Although he liked to think of himself as a revolutionary enfant terrible, Prokofieff was a romantic at heart, which probably explains why we still enjoy his work so much today. He even grudgingly admired the Second Concerto of that arch-reactionary, Sergei Rachmaninoff. The spirit of that score is never very far beneath the surface in the opening movement of Prokofieff's own Second Concerto, beginning as it does with a lush melody that Rachmaninoff himself might have penned. For whatever reason, Bronfman seems intent on draining all emotion and expression from this music. Perhaps he sees a parallel between this concerto and the more objective, avant-garde works that Prokofieff produced later while living in Paris. Whatever the reason, Bronfman's approach simply doesn't work, especially when compared the white hot passion of Ashkenazy/Previn on London. Bronfman tosses off Prokofieff's flashy piano writing with ease and seeming indifference, while Ashkenazy's slower pacing (particularly in I and IV) enables him bring out all the aching beauty inherent in the score. The steely brilliance of Ashkenazy's playing, not to mention the unique way he highlights every phrase with delicious little accents, dynamic shadings, or balances among the voices makes every moment special – even those transitional passages that seem so weak in Bronfman's hands. The evil demons that plague III are effectively neutralized by Bronfman's glib indifference and Mehta's lackluster accompaniment. By contrast, Previn's brass snarls ominously, his winds scamper like devilish pranksters, and Ashkenazy plays as if possessed. Kun Woo Paik (Naxos) is very nearly Ashkenazy's equal in this work, and his outstanding versions of all five Prokofieff piano concertos may be had for less than the cost of this single new disc. The London and Naxos recordings both have more presence, better balances, and a much warmer piano than Sony's brittle sounding instrument. Bronfman's impersonal and anti-romantic approach works best in Concerto 4, and his performance is generally lively and often quite exciting. In III Bronfman and Mehta even appear to be having a bit of fun! Nonetheless Paik, Ashkenazy, and especially Krainev (Teldec) are all plumb greater depths in this quirky, yet powerful work.
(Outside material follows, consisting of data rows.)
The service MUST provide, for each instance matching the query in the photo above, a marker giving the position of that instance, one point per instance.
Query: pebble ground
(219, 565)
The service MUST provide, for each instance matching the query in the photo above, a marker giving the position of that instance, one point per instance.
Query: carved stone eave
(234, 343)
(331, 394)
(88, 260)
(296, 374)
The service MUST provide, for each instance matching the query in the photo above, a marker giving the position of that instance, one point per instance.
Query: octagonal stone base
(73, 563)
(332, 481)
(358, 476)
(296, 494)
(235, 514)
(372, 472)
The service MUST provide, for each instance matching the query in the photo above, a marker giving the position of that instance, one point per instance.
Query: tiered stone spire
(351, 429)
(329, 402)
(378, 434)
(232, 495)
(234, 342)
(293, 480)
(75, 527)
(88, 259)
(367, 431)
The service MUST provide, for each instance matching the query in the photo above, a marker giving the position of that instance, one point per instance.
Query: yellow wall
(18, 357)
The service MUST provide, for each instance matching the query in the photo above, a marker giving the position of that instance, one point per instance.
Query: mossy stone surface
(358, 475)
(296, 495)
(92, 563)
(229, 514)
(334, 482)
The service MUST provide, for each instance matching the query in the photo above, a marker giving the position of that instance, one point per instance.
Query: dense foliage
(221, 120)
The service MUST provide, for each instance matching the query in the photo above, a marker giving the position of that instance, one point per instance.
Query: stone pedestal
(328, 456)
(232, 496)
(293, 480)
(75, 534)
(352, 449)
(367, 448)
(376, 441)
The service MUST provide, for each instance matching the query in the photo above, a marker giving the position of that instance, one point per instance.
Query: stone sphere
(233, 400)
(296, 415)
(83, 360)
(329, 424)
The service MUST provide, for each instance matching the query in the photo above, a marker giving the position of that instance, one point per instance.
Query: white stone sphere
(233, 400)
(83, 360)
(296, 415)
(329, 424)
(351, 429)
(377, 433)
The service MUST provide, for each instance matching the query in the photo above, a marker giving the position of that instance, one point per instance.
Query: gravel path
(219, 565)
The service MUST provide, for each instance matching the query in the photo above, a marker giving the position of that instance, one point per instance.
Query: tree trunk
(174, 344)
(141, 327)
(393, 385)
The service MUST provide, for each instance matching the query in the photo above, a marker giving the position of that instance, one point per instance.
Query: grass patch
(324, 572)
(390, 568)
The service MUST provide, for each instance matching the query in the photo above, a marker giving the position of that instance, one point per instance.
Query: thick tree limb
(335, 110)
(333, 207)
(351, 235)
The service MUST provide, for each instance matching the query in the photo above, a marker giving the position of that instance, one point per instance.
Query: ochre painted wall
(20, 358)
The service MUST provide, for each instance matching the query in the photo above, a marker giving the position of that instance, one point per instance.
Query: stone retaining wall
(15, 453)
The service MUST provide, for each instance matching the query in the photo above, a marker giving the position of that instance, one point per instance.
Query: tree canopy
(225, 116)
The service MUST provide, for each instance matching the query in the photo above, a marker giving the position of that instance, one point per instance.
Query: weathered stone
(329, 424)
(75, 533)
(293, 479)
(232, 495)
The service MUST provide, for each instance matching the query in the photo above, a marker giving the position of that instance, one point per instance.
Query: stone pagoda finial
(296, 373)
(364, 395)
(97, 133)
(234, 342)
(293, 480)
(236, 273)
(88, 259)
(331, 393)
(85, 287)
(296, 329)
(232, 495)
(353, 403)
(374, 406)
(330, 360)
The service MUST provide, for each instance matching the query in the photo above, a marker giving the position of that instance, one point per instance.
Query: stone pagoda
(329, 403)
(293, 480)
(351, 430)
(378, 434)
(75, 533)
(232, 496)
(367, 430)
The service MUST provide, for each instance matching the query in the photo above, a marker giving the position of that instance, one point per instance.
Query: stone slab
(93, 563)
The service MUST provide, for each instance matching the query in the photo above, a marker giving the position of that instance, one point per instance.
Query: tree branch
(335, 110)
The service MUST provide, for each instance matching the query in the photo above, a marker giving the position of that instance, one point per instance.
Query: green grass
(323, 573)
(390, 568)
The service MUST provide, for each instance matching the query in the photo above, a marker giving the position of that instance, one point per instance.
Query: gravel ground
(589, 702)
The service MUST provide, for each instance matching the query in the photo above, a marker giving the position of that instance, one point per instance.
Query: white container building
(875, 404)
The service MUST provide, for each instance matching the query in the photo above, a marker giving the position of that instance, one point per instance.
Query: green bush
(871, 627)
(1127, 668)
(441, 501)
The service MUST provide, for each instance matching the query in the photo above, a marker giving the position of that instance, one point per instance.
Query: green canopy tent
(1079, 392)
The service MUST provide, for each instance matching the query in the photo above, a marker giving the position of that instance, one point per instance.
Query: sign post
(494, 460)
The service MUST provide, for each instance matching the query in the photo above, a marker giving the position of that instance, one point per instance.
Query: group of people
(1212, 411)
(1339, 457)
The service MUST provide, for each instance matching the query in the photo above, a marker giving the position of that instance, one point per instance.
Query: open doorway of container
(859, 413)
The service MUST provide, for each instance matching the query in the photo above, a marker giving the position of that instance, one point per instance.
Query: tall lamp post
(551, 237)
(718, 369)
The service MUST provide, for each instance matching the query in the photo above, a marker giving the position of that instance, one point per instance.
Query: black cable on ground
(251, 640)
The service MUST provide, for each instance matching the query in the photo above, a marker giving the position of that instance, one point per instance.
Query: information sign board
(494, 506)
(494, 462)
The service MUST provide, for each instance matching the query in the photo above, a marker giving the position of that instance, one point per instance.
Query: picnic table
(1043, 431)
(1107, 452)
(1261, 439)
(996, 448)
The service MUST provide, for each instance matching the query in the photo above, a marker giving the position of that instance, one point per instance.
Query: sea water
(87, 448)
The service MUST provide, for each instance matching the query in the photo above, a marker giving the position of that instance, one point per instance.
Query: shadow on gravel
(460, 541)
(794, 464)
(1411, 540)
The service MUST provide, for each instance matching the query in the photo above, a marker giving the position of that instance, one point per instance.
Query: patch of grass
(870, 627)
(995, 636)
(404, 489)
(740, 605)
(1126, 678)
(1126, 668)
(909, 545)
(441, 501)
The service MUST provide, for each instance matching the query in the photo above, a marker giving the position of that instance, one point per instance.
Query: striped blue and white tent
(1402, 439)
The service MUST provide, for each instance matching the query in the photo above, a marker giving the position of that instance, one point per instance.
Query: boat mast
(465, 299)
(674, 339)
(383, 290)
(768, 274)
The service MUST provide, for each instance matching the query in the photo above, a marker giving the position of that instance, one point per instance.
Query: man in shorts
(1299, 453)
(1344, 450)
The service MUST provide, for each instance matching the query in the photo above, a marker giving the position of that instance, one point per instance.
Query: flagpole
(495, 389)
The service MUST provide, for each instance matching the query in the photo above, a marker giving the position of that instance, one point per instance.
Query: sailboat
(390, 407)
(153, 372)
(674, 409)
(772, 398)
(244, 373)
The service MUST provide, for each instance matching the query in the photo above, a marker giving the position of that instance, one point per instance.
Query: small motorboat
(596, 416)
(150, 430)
The real highlight of this disc is the Overture, as heard in its original scoring for clarinet, string quartet, and piano. Giora Feidman emphasizes the Hebrew character of the melodic material by playing with the dark, plaintive sound and thick vibrato of the great Klezmer clarinetists. The Juilliard Quartet's Joel Krosnick even follows Feidman's lead and does an excellent imitation of the Klezmer clarinet style with his cello. The performance is slow, stately, and deeply affecting. If only the two concertos had been half as good, this disc would have been an easy recommendation.